Verification of Precipitation Forecasts from Two Limited-Area Models over Italy and Comparison with ECMWF Forecasts Using a Resampling Technique

Abstract

Abstract This paper presents the first systematic limited area model (LAM) precipitation verification work over Italy. A resampling technique was used to provide skill score results along with confidence intervals. Two years of data were used, starting in October 2000. Two operational LAMs have been considered, the Limited Area Model Bologna (LAMBO) operating at the Agenzia Regionale Prevenzione e Ambiente-Servizio Meteorologico Regionale (ARPA-SMR) of the Emilia–Romagna region, and the QUADRICS Bologna Limited Area Model (QBOLAM) running at the Agenzia per la Protezione dell’Ambiente e per i Servizi Tecnici (APAT). A 24-h forecast skill score comparison was first performed on the native 0.1° high-resolution grids, using a Barnes scheme to produce the observed 24-h accumulated rainfall analysis. Two nonparametric skill scores were used: the equitable threat score (ETS) and the Hanssen and Kuipers score (HK).

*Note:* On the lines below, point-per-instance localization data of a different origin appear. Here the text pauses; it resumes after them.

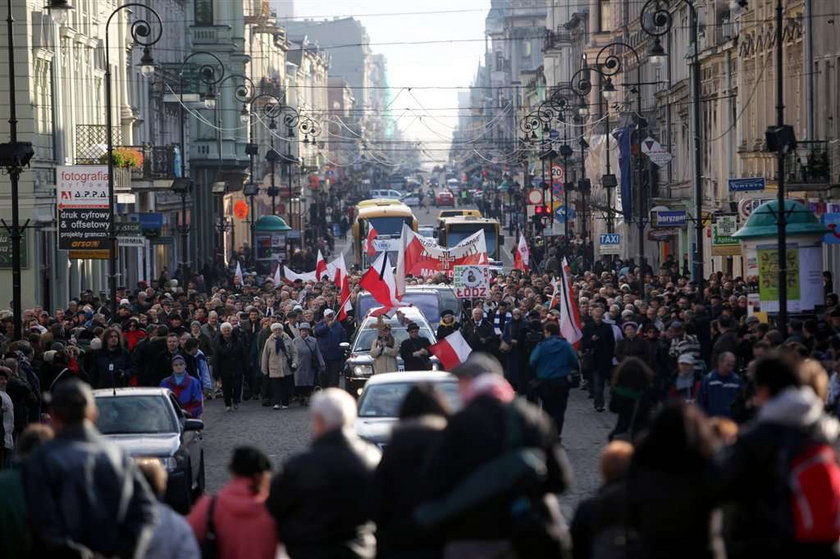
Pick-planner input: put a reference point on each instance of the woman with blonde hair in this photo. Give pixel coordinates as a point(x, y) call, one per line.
point(384, 349)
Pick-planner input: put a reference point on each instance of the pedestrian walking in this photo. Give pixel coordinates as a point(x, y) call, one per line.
point(236, 516)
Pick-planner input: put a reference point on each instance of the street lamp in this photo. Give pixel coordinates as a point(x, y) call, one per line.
point(210, 76)
point(145, 34)
point(656, 20)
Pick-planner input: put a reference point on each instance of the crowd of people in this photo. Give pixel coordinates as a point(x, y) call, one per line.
point(722, 423)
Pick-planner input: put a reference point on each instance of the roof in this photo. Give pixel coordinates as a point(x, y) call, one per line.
point(384, 209)
point(762, 222)
point(130, 391)
point(412, 376)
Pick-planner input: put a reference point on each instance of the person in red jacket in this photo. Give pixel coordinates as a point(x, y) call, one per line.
point(243, 526)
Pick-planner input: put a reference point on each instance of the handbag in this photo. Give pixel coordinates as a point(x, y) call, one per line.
point(210, 545)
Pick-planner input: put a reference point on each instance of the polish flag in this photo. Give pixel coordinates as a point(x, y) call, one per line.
point(452, 350)
point(570, 326)
point(291, 276)
point(320, 266)
point(369, 248)
point(522, 256)
point(379, 280)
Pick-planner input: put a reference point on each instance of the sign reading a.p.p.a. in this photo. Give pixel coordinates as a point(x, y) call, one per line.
point(609, 243)
point(748, 184)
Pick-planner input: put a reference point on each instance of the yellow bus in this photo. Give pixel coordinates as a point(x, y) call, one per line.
point(453, 230)
point(386, 217)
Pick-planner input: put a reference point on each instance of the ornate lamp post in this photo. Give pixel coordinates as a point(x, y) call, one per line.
point(144, 32)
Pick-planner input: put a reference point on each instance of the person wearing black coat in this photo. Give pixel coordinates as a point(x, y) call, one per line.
point(229, 360)
point(479, 334)
point(320, 498)
point(414, 350)
point(396, 491)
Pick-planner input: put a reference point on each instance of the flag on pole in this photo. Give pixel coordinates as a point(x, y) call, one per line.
point(521, 260)
point(369, 246)
point(291, 276)
point(320, 266)
point(570, 327)
point(379, 280)
point(451, 350)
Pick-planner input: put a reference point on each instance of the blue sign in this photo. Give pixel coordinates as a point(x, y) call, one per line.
point(561, 214)
point(832, 221)
point(671, 218)
point(750, 184)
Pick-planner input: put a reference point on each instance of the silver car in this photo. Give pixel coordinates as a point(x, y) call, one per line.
point(380, 402)
point(150, 423)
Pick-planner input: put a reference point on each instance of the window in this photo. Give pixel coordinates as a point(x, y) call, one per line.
point(204, 12)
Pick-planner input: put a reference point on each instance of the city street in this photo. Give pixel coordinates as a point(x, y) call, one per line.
point(283, 433)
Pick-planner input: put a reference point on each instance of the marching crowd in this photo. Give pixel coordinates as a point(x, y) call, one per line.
point(723, 444)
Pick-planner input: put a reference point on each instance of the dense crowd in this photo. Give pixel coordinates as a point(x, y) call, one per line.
point(715, 413)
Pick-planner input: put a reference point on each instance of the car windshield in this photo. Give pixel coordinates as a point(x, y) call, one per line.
point(459, 233)
point(366, 336)
point(426, 302)
point(384, 400)
point(389, 225)
point(128, 415)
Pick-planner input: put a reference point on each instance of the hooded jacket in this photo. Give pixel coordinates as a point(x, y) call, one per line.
point(244, 527)
point(554, 357)
point(754, 475)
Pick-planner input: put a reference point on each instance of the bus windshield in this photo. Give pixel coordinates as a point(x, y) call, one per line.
point(391, 226)
point(458, 233)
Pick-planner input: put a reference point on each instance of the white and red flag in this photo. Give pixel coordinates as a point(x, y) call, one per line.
point(521, 260)
point(451, 350)
point(422, 257)
point(380, 281)
point(291, 276)
point(370, 249)
point(320, 266)
point(564, 299)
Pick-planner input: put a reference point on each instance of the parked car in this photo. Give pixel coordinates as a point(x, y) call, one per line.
point(445, 198)
point(380, 401)
point(431, 300)
point(386, 193)
point(358, 367)
point(150, 423)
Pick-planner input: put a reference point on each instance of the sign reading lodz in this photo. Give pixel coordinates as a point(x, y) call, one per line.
point(83, 229)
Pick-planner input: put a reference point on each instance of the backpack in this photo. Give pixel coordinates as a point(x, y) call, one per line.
point(814, 483)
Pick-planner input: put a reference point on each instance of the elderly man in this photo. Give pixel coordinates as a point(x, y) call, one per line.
point(84, 495)
point(319, 498)
point(492, 424)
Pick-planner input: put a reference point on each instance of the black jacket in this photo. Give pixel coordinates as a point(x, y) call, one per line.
point(320, 499)
point(480, 337)
point(230, 356)
point(111, 368)
point(396, 491)
point(601, 350)
point(477, 435)
point(83, 491)
point(412, 363)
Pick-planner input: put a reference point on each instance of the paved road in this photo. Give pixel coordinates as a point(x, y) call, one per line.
point(282, 433)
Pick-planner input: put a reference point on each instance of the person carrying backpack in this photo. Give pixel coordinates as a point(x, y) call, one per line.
point(782, 475)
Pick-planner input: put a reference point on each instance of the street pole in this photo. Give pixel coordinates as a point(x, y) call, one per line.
point(781, 220)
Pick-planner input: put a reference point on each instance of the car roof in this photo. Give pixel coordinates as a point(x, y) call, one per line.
point(130, 391)
point(411, 376)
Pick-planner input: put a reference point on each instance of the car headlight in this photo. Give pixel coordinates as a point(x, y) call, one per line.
point(169, 463)
point(362, 370)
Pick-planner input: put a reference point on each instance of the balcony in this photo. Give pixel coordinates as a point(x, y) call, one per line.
point(810, 166)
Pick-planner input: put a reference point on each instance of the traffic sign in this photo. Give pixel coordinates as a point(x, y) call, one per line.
point(654, 150)
point(609, 243)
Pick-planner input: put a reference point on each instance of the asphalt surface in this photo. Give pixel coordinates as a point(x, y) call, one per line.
point(283, 433)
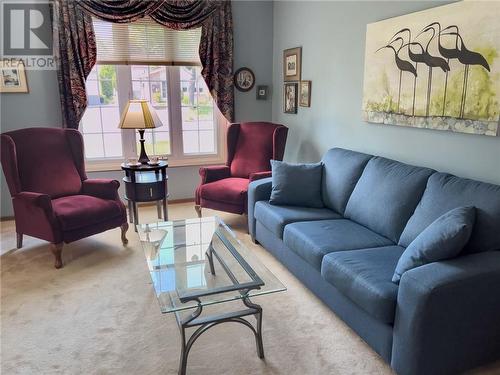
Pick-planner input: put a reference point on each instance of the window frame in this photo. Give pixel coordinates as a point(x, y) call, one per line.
point(176, 158)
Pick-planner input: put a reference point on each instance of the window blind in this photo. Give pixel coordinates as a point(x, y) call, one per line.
point(145, 42)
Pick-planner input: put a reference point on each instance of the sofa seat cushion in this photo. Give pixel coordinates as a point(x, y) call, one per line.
point(312, 240)
point(78, 211)
point(231, 190)
point(275, 218)
point(364, 276)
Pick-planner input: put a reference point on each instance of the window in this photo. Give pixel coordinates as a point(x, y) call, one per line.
point(100, 122)
point(141, 61)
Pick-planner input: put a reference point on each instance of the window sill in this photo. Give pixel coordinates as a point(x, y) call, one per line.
point(115, 165)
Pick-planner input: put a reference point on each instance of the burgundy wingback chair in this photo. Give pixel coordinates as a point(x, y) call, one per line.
point(250, 147)
point(53, 199)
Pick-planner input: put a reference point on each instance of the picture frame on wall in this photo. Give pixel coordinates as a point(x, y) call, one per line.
point(13, 77)
point(305, 94)
point(292, 64)
point(290, 94)
point(262, 92)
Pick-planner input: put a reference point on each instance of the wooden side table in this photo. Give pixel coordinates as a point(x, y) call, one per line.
point(146, 183)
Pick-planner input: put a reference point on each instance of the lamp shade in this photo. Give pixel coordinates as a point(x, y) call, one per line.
point(139, 114)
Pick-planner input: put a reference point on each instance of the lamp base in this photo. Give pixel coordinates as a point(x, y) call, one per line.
point(143, 157)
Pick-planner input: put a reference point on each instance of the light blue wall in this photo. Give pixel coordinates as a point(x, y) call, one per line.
point(252, 48)
point(332, 36)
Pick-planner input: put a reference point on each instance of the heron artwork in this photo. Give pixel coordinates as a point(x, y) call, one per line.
point(436, 69)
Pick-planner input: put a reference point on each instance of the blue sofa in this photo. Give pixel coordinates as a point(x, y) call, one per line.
point(443, 317)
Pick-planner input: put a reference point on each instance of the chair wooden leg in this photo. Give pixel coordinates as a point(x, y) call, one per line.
point(197, 207)
point(57, 251)
point(124, 228)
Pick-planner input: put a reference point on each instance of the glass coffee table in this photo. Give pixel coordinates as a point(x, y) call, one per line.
point(195, 263)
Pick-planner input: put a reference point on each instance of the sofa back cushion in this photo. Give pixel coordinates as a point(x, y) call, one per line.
point(445, 192)
point(296, 184)
point(254, 148)
point(341, 171)
point(46, 161)
point(386, 196)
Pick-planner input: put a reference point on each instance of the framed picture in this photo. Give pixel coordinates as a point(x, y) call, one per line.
point(12, 77)
point(305, 94)
point(262, 92)
point(244, 79)
point(290, 97)
point(292, 64)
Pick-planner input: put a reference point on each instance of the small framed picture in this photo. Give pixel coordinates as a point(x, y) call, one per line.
point(262, 92)
point(12, 76)
point(292, 64)
point(290, 97)
point(244, 79)
point(305, 94)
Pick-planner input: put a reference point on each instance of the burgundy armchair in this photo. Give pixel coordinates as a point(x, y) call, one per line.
point(250, 147)
point(52, 198)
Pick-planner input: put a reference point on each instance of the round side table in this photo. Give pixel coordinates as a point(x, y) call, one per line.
point(146, 183)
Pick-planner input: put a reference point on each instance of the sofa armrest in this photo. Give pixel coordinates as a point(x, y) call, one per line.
point(214, 173)
point(35, 200)
point(259, 175)
point(448, 316)
point(259, 190)
point(35, 217)
point(101, 188)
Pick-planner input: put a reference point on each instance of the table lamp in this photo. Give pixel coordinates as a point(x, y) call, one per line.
point(140, 115)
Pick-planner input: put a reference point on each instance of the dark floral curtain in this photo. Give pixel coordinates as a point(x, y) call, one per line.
point(75, 51)
point(76, 48)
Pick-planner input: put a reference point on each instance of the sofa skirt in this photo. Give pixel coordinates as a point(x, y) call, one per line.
point(375, 333)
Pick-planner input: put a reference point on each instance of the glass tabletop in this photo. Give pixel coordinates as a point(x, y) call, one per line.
point(200, 261)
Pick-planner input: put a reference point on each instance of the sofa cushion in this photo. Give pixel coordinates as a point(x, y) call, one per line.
point(231, 190)
point(341, 171)
point(364, 276)
point(275, 218)
point(313, 239)
point(445, 192)
point(296, 184)
point(386, 196)
point(443, 239)
point(78, 211)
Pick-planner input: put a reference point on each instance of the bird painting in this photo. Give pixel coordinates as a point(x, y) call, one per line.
point(440, 71)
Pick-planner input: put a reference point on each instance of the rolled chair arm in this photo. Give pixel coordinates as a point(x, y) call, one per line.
point(214, 173)
point(101, 188)
point(448, 316)
point(38, 200)
point(259, 175)
point(258, 190)
point(35, 217)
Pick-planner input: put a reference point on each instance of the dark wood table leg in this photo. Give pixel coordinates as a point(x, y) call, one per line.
point(130, 212)
point(136, 216)
point(158, 209)
point(165, 209)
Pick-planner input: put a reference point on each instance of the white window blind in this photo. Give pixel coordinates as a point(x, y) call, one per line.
point(145, 42)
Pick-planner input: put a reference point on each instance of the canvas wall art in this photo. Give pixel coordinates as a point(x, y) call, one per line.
point(436, 69)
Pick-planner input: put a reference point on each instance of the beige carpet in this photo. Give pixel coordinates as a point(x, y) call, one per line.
point(98, 315)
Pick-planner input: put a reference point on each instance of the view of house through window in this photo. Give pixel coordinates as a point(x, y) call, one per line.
point(177, 93)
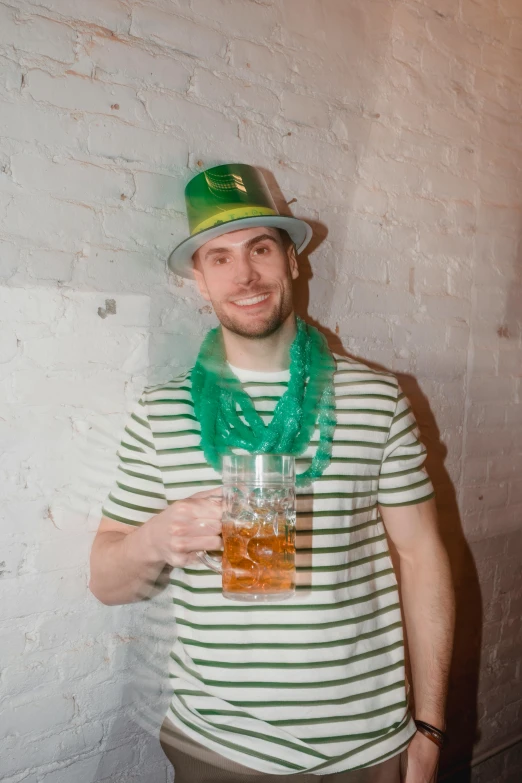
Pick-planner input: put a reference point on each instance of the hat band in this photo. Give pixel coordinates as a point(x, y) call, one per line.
point(231, 214)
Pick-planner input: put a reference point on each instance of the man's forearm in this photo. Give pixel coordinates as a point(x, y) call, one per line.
point(429, 612)
point(123, 569)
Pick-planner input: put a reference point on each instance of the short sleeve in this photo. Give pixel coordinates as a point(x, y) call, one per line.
point(138, 492)
point(403, 480)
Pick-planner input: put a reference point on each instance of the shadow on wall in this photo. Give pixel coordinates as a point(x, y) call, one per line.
point(462, 709)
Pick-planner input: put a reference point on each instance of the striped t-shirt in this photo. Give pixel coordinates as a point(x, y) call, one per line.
point(316, 683)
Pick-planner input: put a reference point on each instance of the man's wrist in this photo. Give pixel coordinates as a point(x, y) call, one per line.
point(431, 732)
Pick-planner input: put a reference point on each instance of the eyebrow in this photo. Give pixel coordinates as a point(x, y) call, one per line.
point(248, 244)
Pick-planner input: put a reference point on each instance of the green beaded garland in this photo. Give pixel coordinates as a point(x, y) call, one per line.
point(309, 401)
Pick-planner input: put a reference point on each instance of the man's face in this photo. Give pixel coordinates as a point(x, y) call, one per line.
point(247, 276)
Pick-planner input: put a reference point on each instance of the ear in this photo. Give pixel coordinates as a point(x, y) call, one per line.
point(200, 280)
point(292, 260)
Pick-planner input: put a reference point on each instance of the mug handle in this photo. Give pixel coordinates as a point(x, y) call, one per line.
point(215, 563)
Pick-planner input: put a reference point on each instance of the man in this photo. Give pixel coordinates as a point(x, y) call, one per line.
point(313, 688)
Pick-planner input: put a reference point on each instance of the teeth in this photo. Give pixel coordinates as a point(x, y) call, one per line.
point(253, 300)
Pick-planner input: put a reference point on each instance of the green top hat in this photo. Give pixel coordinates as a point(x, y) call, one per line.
point(229, 198)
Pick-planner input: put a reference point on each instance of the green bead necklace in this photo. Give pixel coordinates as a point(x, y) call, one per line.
point(309, 401)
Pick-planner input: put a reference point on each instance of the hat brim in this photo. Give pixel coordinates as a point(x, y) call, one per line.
point(180, 260)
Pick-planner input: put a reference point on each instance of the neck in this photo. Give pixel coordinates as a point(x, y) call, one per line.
point(268, 354)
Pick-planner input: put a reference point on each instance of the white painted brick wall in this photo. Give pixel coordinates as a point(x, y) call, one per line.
point(396, 127)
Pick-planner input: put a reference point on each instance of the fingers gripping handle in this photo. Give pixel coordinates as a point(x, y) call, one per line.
point(215, 563)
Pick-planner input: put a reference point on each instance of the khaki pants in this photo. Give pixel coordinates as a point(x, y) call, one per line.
point(193, 763)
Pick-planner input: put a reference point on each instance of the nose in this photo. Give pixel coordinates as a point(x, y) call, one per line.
point(245, 272)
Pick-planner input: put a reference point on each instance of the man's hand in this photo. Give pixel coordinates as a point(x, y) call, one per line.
point(422, 761)
point(184, 528)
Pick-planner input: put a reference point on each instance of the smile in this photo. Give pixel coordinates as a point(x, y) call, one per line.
point(252, 300)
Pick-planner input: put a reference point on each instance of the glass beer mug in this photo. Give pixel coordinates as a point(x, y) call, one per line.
point(258, 528)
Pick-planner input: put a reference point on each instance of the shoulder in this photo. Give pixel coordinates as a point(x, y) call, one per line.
point(178, 384)
point(354, 372)
point(175, 393)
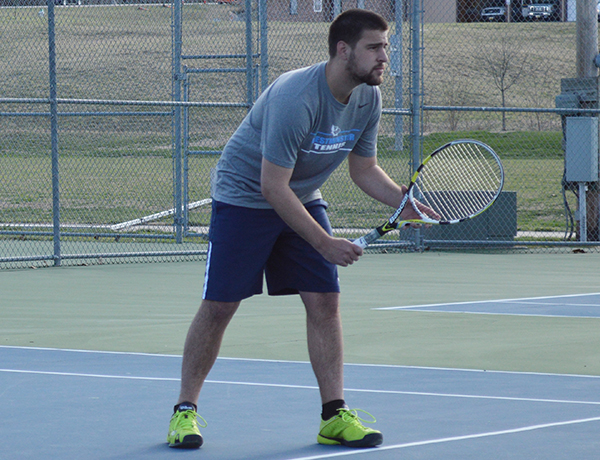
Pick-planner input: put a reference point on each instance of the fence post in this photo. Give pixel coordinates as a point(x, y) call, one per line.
point(54, 134)
point(416, 99)
point(176, 121)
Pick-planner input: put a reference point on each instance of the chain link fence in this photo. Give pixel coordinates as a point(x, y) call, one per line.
point(113, 114)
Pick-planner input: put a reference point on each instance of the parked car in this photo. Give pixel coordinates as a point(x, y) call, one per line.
point(494, 13)
point(541, 11)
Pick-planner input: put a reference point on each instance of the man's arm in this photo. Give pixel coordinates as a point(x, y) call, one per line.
point(275, 188)
point(374, 181)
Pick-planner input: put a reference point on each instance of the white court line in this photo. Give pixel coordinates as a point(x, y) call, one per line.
point(522, 299)
point(283, 361)
point(450, 439)
point(306, 387)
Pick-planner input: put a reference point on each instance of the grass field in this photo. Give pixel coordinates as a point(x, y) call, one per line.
point(117, 168)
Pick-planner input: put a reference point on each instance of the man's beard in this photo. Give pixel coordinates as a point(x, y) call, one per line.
point(368, 77)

Frequency biases (BIA) were also calculated. LAM forecasts were also remapped on a lower-resolution grid (0.5°), using a nearest-neighbor average method; this remapping allowed for comparison with ECMWF model forecasts, and for LAM intercomparisons at lower resolution, with the advantage of reducing the skill score sensitivity to small displacements errors. LAM skill scores depend on the resolution of the verification grid, with an increase when they are verified on a lower-resolution grid. The selected LAMs have a higher BIA compared to ECMWF, showing a tendency to overforecast precipitation, especially along mountain ranges, possibly due to undesired effects from the large-scale and/or convective precipitation parameterizations. Lower ECMWF BIA accounts for skill score differences. LAMBO precipitation forecasts during winter (adjusted for BIA differences) have less misses than ECMWF over the islands of Sardinia and Sicily. Higher-resolution orography definitely adds value to LAM forecasts.